Q&A: Lactose Intolerant Baby?
Q&A: How do I know if my breastfed baby is lactose intolerant?
Know that it's uncommon for an infant to be lactose intolerant. "Lactose intolerance" means that your body can't produce enough lactase, the enzyme that helps digest lactose (the primary sugar in dairy products like cow's milk). If it can't be digested, lactose hangs around in the intestine, causing gastrointestinal problems like diarrhea, cramping, bloating, or gas.
Very rarely, a baby is born with true lactose intolerance. (This is genetic and would have to be passed on to baby by both parents.) Babies with this rare condition have severe diarrhea beginning at birth and can't digest the lactose in their mama's breast milk or in cow's milk formula. They need a special, lactose-free formula.
It's possible for babies to temporarily have a little trouble producing lactase, like when they are having severe diarrhea or are taking certain medications. And sometimes preemies might not produce enough lactase for a short time.
If you think your baby might have a problem with lactose, talk to his doctor. She’ll want to check out baby’s symptoms and talk with you about the possibilities.

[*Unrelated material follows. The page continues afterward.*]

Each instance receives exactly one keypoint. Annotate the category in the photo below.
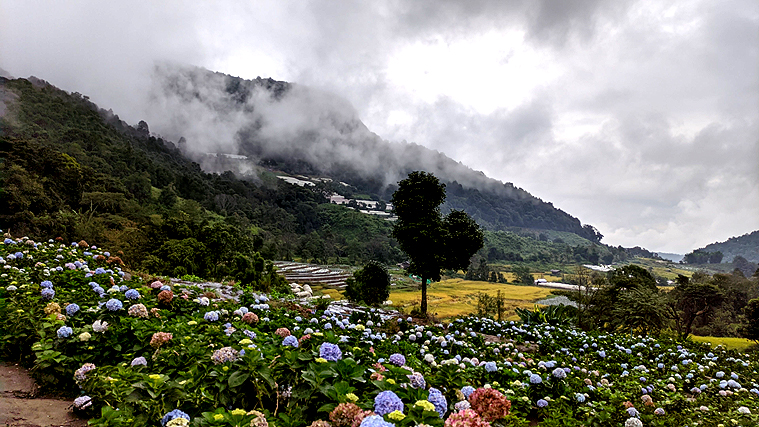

What's important to note is that there is a more common condition involving the protein found in cow's milk. Some babies are sensitive to this protein, beta-lactoglobulin, and have gastrointestinal problems and/or other allergic responses to the cow's milk in their moms' diets. This is an immune response and is different from lactose intolerance. This protein is only found in your milk after you eat or drink cow’s milk products. (It isn't naturally found in human milk.) So usually the best course of action is cutting dairy out of mom’s diet.